Gronemann was born on 21 March 1875 in Strasburg in West Prussia (today Brodnica, Poland), the son of Rabbi Selig Gronemann (1843–1918) and his wife Helene, née Breslau (1849–1924), who came from a Russian-Jewish family. His father, a representative of Neo-Orthodox Judaism who had studied at the Jewish Theological Seminary of Breslau, served as the chief rabbi of Hanover, and the family moved there in 1886. His sister, Elfriede Bergel-Gronemann (1883–1958), was a Zionist writer.

In 1902 he married Sonja, née Gottesmann (1877–1936). The couple had no children, and Sonja died in an accident in Tel Aviv in 1936. After her death, Gronemann lived with his sister Elfriede and her husband, Salo Bergel.

==Education==
Gronemann passed his Abitur (German matriculation exam) at the Lyzeum II in Hanover in 1894. He was exposed to considerable antisemitic hostility at the school. Gronemann recalled in his memoirs that the future poet Börries von Münchhausen, a pupil a year ahead of him, took his side against the hostility.
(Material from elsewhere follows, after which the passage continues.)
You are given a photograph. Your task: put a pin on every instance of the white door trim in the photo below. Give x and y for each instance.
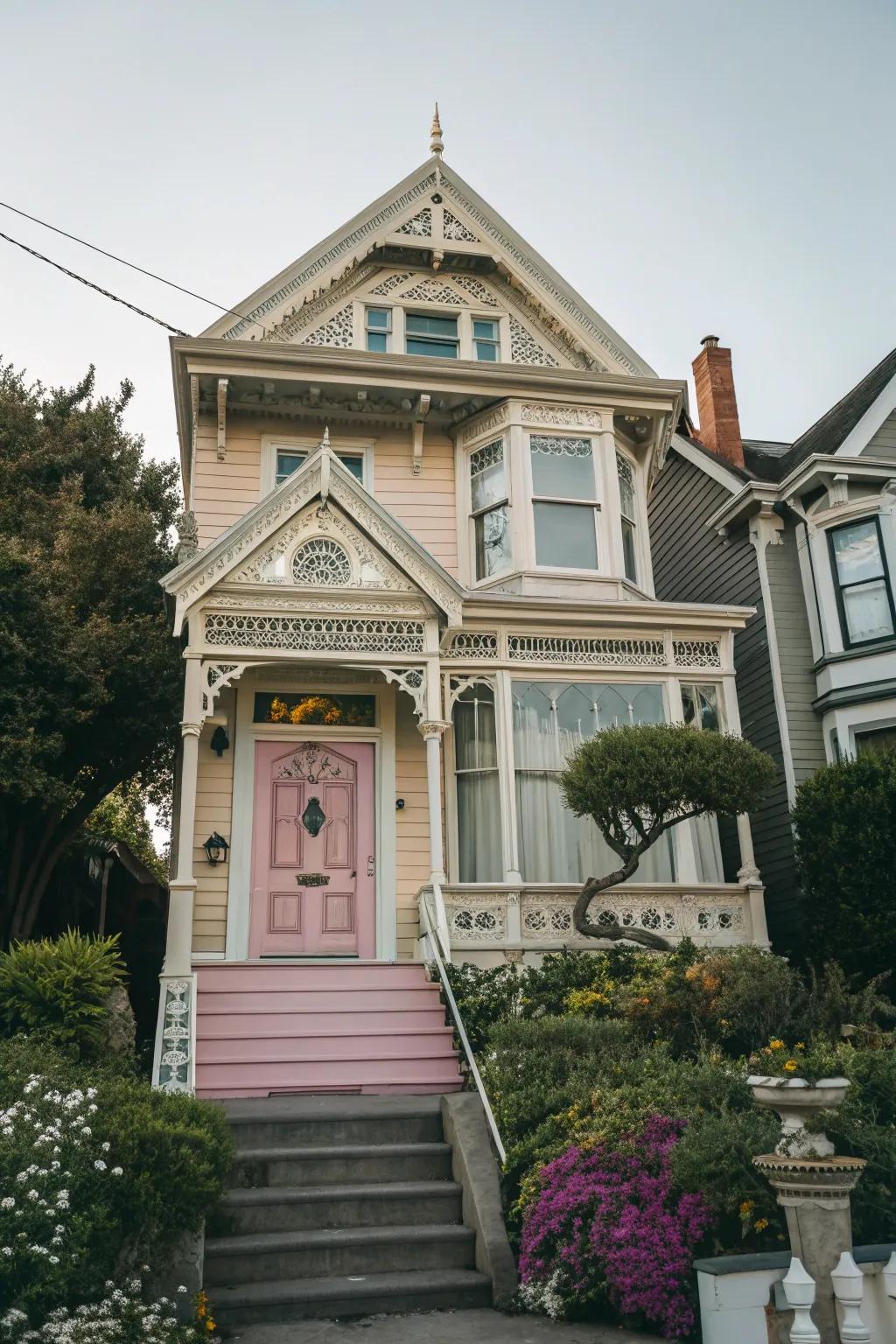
(248, 734)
He spent the following year studying Talmud at the Klaus in Halberstadt, then in 1895 entered Esriel Hildesheimer's Rabbinical Seminary in Berlin. He left without completing his rabbinical training and instead studied philosophy and law at the University of Berlin, passing the first state examination in law in 1898.

==Legal career==
After passing the first state law examination in 1898, Gronemann completed his legal clerkship at the Amtsgericht (district court) in Nienburg and in 1900 was posted as a public prosecutor (Staatsanwalt) in Hanover, representing the state in criminal proceedings.

He passed the assessor examination, the second state law examination, in 1904, sitting it on the day of Theodor Herzl's funeral, a coincidence to which he attached lasting personal significance. He had represented Herzl, the founder of political Zionism, in the latter's dispute with the rival Zionist Davis Trietsch. In 1906 Gronemann moved to Berlin, where from 1907 he ran his own practice specializing in family, international, and copyright law, in a firm with the Zionist leader Alfred Klee, Fritz Simon, and Hermann Lelewer.

In 1909 Gronemann co-founded the Schutzverband deutscher Schriftsteller (Association for the Protection of German Writers) and served as its legal counsel (Syndikus) until 1933. Several of his most prominent cases concerned literary censorship and the defense of writers. In February 1921, acting for the Schutzverband, he challenged the Berlin public prosecutor's seizure of the book edition of Arthur Schnitzler's play Reigen. On behalf of the Zionist Organization, he defended the cultural-Zionist essayist Ahad Ha'am in 1923 against the antisemitic politician Ernst zu Reventlow, who had claimed that Ahad Ha'am was the author of The Protocols of the Elders of Zion. In 1926–27 he acted for the Austrian playwright and poet Richard Beer-Hofmann in a dispute with the Habima theater, then a touring Hebrew-language company performing during its Berlin residencies of 1926–1931, years before it settled permanently in Tel Aviv.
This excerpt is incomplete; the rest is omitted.